Schneider, who was kept on by JPMorgan Chase after it acquired WaMu’s operations from the Federal Deposit Insurance Corp. in 2008, became Vericrest’s CEO just over a year ago.
But after reports earlier this month in the trade press that Schneider had left, and a direct inquiry from The Seattle Times, Vericrest issued a statement late Friday that Schneider had previously announced his intention to resign and that Feb. 22 was his last day. (Confusingly, though, Vericrest still lists Schneider as CEO on its website.)
Last fall, Schneider appointed Rotella and John McMurray, WaMu’s former chief risk officer, to a newly formed advisory board. Radha Thompson, another former WaMu executive, is Vericrest’s chief information officer.
(In December 2011, Rotella agreed to pay $100,000 and Schneider $50,000 to settle a lawsuit brought against them — and former WaMu CEO Kerry Killinger — by the FDIC. The settlement did not bar the men from future involvement in the mortgage business.)
Besides servicing mortgages, Vericrest also has waded back into the mortgage-backed securities market.
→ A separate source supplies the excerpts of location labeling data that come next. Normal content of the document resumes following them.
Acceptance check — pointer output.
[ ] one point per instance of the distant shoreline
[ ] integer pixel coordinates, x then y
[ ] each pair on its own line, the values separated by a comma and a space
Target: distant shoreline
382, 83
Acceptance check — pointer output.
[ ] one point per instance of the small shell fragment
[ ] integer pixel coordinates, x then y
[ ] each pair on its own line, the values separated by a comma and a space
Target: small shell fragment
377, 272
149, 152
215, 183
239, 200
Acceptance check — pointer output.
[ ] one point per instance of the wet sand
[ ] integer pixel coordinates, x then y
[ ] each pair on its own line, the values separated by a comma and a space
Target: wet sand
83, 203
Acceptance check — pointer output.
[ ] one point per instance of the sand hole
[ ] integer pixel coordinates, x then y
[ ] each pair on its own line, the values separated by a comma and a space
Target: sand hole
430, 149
Since 2009 the company has floated more than $2 billion in bonds backed by nonperforming loans (NPL), most recently a $99 million issue last month.
Yield-seeking investors, in general, are showing renewed interest in securities backed by soured loans, though observers caution that much of the deals’ value depends on the servicer’s ability to work with borrowers to get the underlying loans back on track.
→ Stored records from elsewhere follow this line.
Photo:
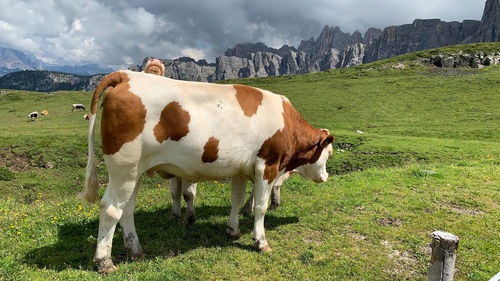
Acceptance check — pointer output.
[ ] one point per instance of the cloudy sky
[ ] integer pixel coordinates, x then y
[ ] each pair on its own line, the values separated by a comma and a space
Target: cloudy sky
119, 33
“The servicer must be hands-on, and experienced with NPL loans,” Eric Burner, a partner at law firm Hunton & Williams, told the trade publication International Financing Review recently. “To the extent that you can modify the loan, you want to have a servicer that can work that out and not drag their feet.”
Standard & Poor’s has rated Vericrest an “above average” servicer in its chosen niches, saying it “effectively seeks to provide a balance between optimizing investors’ interests and keeping borrowers in their homes.” Then again S&P, along with other ratings firms, played a key role in the mortgage meltdown by giving dicey mortgage securities its coveted AAA rating.
In its statement, Vericrest said it would name Schneider’s successor “in due course.” Inside Mortgage Finance, an industry publication, had reported that a leading candidate is a former executive at Countrywide Financial.
Regardless of who’s running it, Vericrest is about to get bigger: Last month it announced a merger with Caliber Funding, a mortgage lender also owned by Lone Star.
Caliber says it originates an average of $656 million in home loans each month; once the deal closes later this year, the combined company will operate in all phases of the mortgage business, from origination to securitization.
Could a new WaMu be quietly growing on the north Texas plains?
Drew DeSilver, email@example.com
Schultz gets a comic-book bio
Just in time for Emerald City Comicon next weekend, a comic-book publisher in Vancouver, Wash., has issued a comic-book biography of Starbucks CEO Howard Schultz.
It’s a decent piece of nonfiction, covering the high points starting with Schultz’s high-school and college football career and touching on conflicts and public-image problems surrounding his ownership of the Seattle Sonics.
The comic book, which retails for $3.99 in print and $1.99 digitally, refreshingly does not claim Schultz founded Starbucks or that the chain’s first store is the one inside Pike Place Market.
“I read his biography and ended up getting really fascinated by him,” said Darren Davis, who owns the two-person publishing company Bluewater Productions.
“It gets old telling Justin Bieber’s and Lady Gaga’s stories,” he added.
Not that Bluewater is new to business stories. It has biographies of Bill Gates, Steve Jobs and Mark Zuckerberg, and a comic-book biography of Melinda Gates is in the works.
Davis likes that unlike entertainment celebrities, business leaders and their stories are less well known. “How many people really know the name of Starbucks’ CEO? In the Northwest, maybe. But all over, no.”
Sometimes his subjects cooperate, checking facts and suggesting a favorite nonprofit whose ads will appear in the comic books at no cost to the charity.
In the case of Starbucks, Schultz did not participate, Davis said. “We never heard back” from his public-relations team.